A new combination treatment may offer a promising option for patients with relapsed or refractory cutaneous T-cell lymphoma (CTCL), according to early trial results from China. The phase 1 study tested linperlisib, a PI3Kδ inhibitor, together with chidamide, a histone deacetylase inhibitor, in 22 patients with advanced CTCL.
Participants had previously received a median of three systemic therapies. Of the group, 86.4 percent had mycosis fungoides and 13.6 percent had Sézary syndrome. The objective response rate was 59.1 percent, including two complete and eleven partial responses. Mycosis fungoides patients saw a response rate of 63.2 percent, while the rate for Sézary syndrome was 33.3 percent. The disease control rate reached 86.4 percent, and median progression-free survival was 5.4 months.
The treatment was generally well tolerated. Most side effects were mild or moderate, with the most common being nausea, itching, and rash. Five patients (22.7 percent) experienced grade 3 adverse events, but no grade 4 or 5 events occurred. No dose-limiting toxicities were observed, and 80 mg of linperlisib daily was recommended for future trials.
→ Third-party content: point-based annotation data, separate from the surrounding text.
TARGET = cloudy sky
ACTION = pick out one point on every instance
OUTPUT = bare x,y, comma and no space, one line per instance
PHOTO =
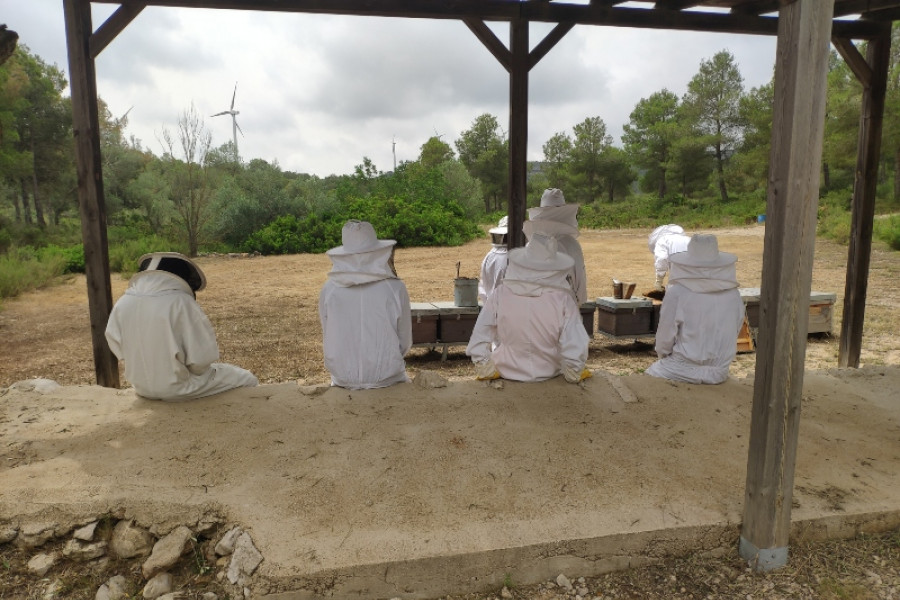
318,93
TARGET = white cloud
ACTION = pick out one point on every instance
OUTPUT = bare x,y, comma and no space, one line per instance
318,93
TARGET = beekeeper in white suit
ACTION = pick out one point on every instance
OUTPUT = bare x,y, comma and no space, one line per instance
530,328
701,315
493,267
364,310
558,220
164,337
664,241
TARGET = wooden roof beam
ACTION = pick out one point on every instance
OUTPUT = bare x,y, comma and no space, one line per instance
113,26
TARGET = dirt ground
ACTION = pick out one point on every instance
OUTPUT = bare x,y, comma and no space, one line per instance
264,309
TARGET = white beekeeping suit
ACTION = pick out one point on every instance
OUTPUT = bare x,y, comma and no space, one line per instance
701,315
164,337
530,328
664,241
558,220
493,267
364,311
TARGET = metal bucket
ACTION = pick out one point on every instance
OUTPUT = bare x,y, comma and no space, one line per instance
465,291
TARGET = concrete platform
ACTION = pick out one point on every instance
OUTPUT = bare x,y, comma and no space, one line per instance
415,493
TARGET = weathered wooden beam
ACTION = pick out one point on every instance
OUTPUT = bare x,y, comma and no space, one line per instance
863,209
490,41
801,66
547,44
595,13
91,205
518,132
113,26
857,63
863,7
These findings suggest that the combination of linperlisib and chidamide, both taken orally, may provide a new treatment option for patients with few alternatives. Researchers noted the need for further studies to confirm these early results, but the safety and response rates are encouraging for those with advanced CTCL, particularly the mycosis fungoides subtype.
Reference
Pang Z et al. Linperlisib plus chidamide in relapsed or refractory cutaneous t-cell lymphoma: a nonrandomized clinical trial. JAMA Dermatol. 2025:e251926.